Asked how many soldiers Turkey deploy, Mr Gul said it would depend on "the need".
It is thought that original plans involved around 40,000 troops, but the number may now have been scaled down.
This is a difficult and complicated issue
US envoy Zalmay Khalilzad
Nato ambassadors in Brussels were briefed on the plan by Turkey's ambassador to the alliance.
A Nato spokesman said the ambassadors had noted that there was no significant refugee flow towards the border at present.
He said they would review the situation if refugees started heading for Turkey in large numbers but he added there was no guarantee that they would back Ankara's buffer zone idea
Mr Gul acknowledged that talks between Turkey and the US on the issue of a Turkish involvement in northern Iraq had not yet resulted in agreement.
No military operation
"We will continue our discussions in the coming days," said US special envoy Zalmay Khalilzad on Tuesday after a second day of talks.
"This is a difficult and complicated issue."

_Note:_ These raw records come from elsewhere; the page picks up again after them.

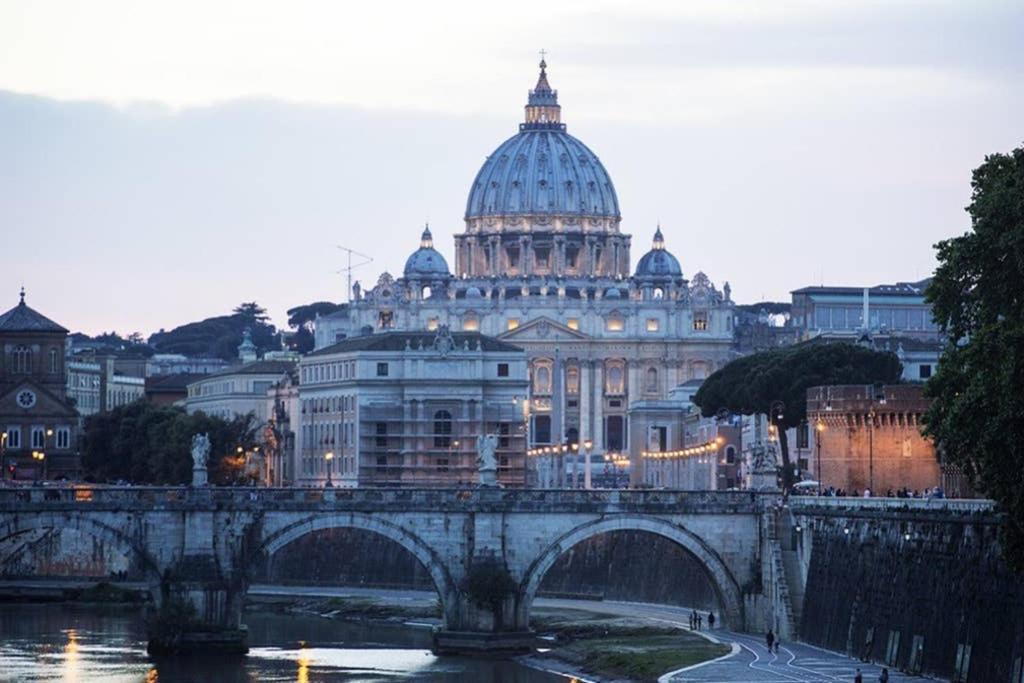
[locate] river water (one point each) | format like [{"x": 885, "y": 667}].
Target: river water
[{"x": 72, "y": 643}]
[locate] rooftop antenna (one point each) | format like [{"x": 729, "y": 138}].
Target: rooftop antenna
[{"x": 348, "y": 268}]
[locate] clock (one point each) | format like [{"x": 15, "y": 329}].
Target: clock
[{"x": 26, "y": 398}]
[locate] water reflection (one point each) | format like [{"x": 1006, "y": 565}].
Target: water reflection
[{"x": 72, "y": 644}]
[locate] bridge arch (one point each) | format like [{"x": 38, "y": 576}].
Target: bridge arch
[
  {"x": 724, "y": 584},
  {"x": 427, "y": 556},
  {"x": 17, "y": 524}
]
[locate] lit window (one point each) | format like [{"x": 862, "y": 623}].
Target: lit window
[{"x": 64, "y": 437}]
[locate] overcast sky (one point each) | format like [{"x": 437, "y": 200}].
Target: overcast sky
[{"x": 162, "y": 162}]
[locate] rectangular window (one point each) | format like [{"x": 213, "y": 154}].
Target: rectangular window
[{"x": 64, "y": 437}]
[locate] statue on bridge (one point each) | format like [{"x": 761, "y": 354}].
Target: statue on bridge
[
  {"x": 201, "y": 455},
  {"x": 486, "y": 464}
]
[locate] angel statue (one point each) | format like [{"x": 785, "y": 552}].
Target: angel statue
[
  {"x": 201, "y": 454},
  {"x": 486, "y": 464}
]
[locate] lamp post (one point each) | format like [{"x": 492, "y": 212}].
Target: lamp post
[
  {"x": 870, "y": 451},
  {"x": 587, "y": 466},
  {"x": 819, "y": 428}
]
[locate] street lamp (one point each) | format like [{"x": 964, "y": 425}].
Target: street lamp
[
  {"x": 870, "y": 452},
  {"x": 819, "y": 427},
  {"x": 587, "y": 444}
]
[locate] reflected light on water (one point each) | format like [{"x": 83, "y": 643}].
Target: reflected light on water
[
  {"x": 303, "y": 659},
  {"x": 71, "y": 658}
]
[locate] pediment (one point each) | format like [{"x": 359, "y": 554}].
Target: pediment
[
  {"x": 46, "y": 402},
  {"x": 542, "y": 329}
]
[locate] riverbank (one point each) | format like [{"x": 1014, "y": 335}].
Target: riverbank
[{"x": 585, "y": 644}]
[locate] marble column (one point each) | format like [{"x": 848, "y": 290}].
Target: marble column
[{"x": 598, "y": 423}]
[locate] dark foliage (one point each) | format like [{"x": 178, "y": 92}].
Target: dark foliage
[
  {"x": 152, "y": 444},
  {"x": 977, "y": 414},
  {"x": 219, "y": 337},
  {"x": 754, "y": 383}
]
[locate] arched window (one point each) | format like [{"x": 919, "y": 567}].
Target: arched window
[
  {"x": 442, "y": 429},
  {"x": 22, "y": 359},
  {"x": 572, "y": 380},
  {"x": 614, "y": 385},
  {"x": 651, "y": 381},
  {"x": 542, "y": 380}
]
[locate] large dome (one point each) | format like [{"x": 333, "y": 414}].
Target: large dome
[
  {"x": 426, "y": 261},
  {"x": 543, "y": 169},
  {"x": 658, "y": 262}
]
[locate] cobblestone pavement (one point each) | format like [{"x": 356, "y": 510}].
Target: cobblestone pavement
[{"x": 795, "y": 663}]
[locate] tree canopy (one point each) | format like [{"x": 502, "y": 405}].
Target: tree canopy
[
  {"x": 977, "y": 414},
  {"x": 754, "y": 383},
  {"x": 219, "y": 337},
  {"x": 152, "y": 444}
]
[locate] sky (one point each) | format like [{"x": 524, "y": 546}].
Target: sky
[{"x": 162, "y": 162}]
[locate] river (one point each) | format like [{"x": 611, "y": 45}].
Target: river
[{"x": 78, "y": 643}]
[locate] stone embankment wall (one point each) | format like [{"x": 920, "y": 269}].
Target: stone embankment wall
[{"x": 916, "y": 589}]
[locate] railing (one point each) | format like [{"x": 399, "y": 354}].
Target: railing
[
  {"x": 468, "y": 499},
  {"x": 799, "y": 503}
]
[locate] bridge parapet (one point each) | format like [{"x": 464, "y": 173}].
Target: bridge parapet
[{"x": 383, "y": 500}]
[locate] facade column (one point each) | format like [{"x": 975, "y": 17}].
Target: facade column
[{"x": 598, "y": 424}]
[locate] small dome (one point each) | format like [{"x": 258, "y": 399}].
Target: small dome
[
  {"x": 658, "y": 262},
  {"x": 426, "y": 261}
]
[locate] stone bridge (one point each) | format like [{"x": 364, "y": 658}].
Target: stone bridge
[{"x": 205, "y": 544}]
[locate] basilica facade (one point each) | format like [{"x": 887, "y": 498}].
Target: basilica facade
[{"x": 544, "y": 264}]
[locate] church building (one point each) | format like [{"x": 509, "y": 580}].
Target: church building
[
  {"x": 39, "y": 437},
  {"x": 544, "y": 264}
]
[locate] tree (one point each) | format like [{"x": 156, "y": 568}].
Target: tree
[
  {"x": 977, "y": 412},
  {"x": 779, "y": 379},
  {"x": 145, "y": 443}
]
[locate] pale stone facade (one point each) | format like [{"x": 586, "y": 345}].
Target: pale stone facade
[
  {"x": 406, "y": 409},
  {"x": 543, "y": 264}
]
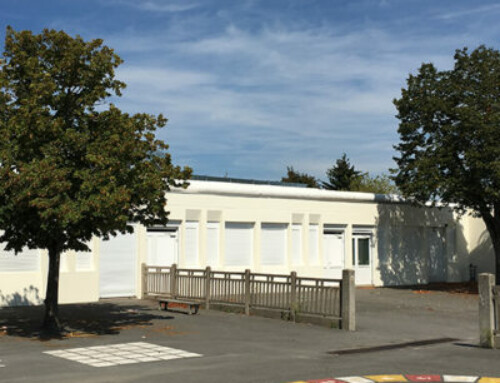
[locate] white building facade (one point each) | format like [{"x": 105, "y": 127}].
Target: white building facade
[{"x": 268, "y": 229}]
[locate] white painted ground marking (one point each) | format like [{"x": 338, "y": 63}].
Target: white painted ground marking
[
  {"x": 118, "y": 354},
  {"x": 459, "y": 378},
  {"x": 356, "y": 379}
]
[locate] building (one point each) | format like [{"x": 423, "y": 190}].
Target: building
[{"x": 266, "y": 228}]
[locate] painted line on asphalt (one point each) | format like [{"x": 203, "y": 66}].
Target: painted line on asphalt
[
  {"x": 400, "y": 378},
  {"x": 393, "y": 346}
]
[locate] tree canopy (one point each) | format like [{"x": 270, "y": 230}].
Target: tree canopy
[
  {"x": 380, "y": 184},
  {"x": 449, "y": 137},
  {"x": 71, "y": 165},
  {"x": 342, "y": 176},
  {"x": 294, "y": 176}
]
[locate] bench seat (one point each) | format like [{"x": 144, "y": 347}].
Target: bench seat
[{"x": 192, "y": 307}]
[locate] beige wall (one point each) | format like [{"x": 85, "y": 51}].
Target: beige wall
[
  {"x": 26, "y": 288},
  {"x": 401, "y": 235}
]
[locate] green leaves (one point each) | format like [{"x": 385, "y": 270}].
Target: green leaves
[
  {"x": 68, "y": 169},
  {"x": 449, "y": 132}
]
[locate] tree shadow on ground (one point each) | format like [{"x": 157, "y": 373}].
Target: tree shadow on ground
[
  {"x": 79, "y": 320},
  {"x": 446, "y": 287}
]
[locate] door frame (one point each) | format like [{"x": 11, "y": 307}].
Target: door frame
[
  {"x": 363, "y": 233},
  {"x": 336, "y": 230}
]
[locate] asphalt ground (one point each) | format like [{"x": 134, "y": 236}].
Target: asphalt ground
[{"x": 237, "y": 348}]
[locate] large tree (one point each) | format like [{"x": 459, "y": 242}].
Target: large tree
[
  {"x": 449, "y": 129},
  {"x": 342, "y": 176},
  {"x": 71, "y": 165},
  {"x": 294, "y": 176}
]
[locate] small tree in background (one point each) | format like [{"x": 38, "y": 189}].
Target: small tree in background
[
  {"x": 449, "y": 130},
  {"x": 342, "y": 176},
  {"x": 381, "y": 184},
  {"x": 70, "y": 171},
  {"x": 300, "y": 178}
]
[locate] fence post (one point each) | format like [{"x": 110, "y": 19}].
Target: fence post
[
  {"x": 208, "y": 272},
  {"x": 348, "y": 300},
  {"x": 247, "y": 292},
  {"x": 486, "y": 311},
  {"x": 144, "y": 281},
  {"x": 173, "y": 280},
  {"x": 293, "y": 295}
]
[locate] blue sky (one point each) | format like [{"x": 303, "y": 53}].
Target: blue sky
[{"x": 253, "y": 86}]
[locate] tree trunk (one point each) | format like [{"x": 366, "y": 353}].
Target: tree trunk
[
  {"x": 51, "y": 321},
  {"x": 493, "y": 225}
]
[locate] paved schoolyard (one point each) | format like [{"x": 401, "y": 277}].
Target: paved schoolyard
[{"x": 224, "y": 347}]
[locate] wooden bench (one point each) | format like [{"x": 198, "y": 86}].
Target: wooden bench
[{"x": 192, "y": 307}]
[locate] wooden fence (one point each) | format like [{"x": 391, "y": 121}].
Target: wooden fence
[
  {"x": 307, "y": 297},
  {"x": 489, "y": 311}
]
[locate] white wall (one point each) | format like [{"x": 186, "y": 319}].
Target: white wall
[{"x": 400, "y": 248}]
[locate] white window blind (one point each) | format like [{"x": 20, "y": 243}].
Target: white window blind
[
  {"x": 27, "y": 260},
  {"x": 313, "y": 244},
  {"x": 191, "y": 232},
  {"x": 85, "y": 259},
  {"x": 213, "y": 229},
  {"x": 238, "y": 243},
  {"x": 297, "y": 244},
  {"x": 273, "y": 243}
]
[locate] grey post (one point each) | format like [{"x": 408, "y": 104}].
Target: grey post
[
  {"x": 173, "y": 280},
  {"x": 348, "y": 300},
  {"x": 293, "y": 295},
  {"x": 247, "y": 292},
  {"x": 208, "y": 272},
  {"x": 144, "y": 281},
  {"x": 486, "y": 311}
]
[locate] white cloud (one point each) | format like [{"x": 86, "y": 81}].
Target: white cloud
[
  {"x": 159, "y": 6},
  {"x": 278, "y": 96},
  {"x": 486, "y": 9}
]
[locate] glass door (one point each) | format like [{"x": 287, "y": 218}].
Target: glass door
[{"x": 362, "y": 259}]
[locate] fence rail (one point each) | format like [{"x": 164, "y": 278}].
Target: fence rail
[
  {"x": 489, "y": 311},
  {"x": 315, "y": 297}
]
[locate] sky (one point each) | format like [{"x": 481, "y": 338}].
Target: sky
[{"x": 252, "y": 86}]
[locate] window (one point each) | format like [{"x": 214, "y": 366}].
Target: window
[
  {"x": 213, "y": 229},
  {"x": 296, "y": 244},
  {"x": 238, "y": 243},
  {"x": 361, "y": 250},
  {"x": 27, "y": 260},
  {"x": 273, "y": 243},
  {"x": 313, "y": 244},
  {"x": 84, "y": 259},
  {"x": 191, "y": 243}
]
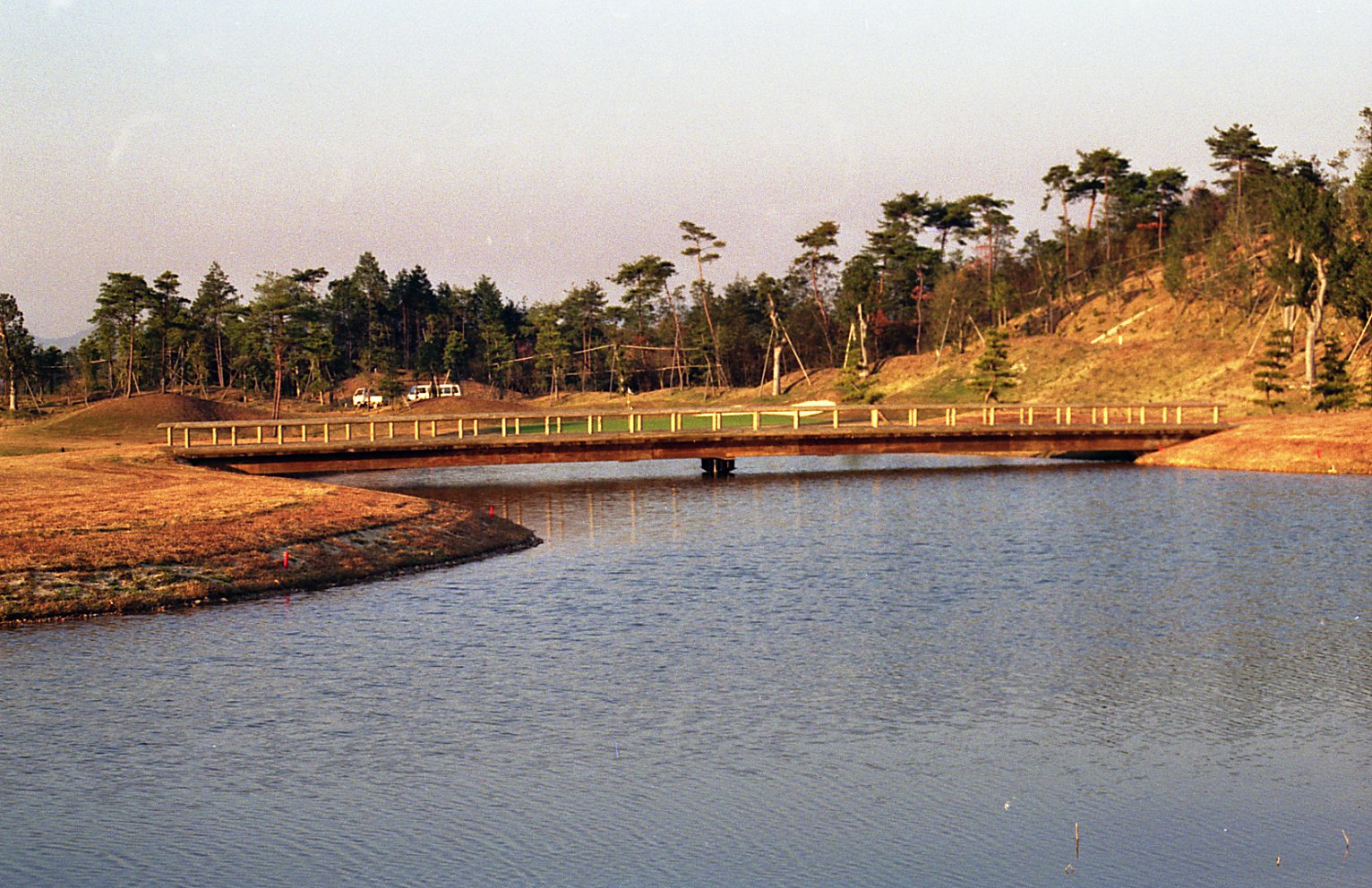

The United Nations is already moving aid supplies to border area
Correspondents say Turkey would reserve the right to go beyond the buffer zone if it believed Iraqi Kurds were moving towards establishing an independent state.
The US has publicly warned Turkey not to cross into Iraq.
A senior US official quoted by AP said the goal of Mr Khalilzad's talks was to keep any large concentration of Turkish troops out of the area.
The President of the European Commission, Romano Prodi, attended the meeting of the North Atlantic Council where Turkey briefed Nato ambassadors in Brussels.
An EU spokesman said Mr Prodi had been assured that Ankara had no intention of launching a military operation in Iraq.
The Commission is expected to double financial aid to Turkey this week.
Turkey has maintained a military presence in Iraq for years, in its battle against Turkish Kurdish insurgents.
It fears that moves towards Kurdish independence in Iraq could create unrest in its own Kurdish areas.
The head of the Turkish army, General Hilmi Ozkok, was inspecting troops near the border on Tuesday and Wednesday.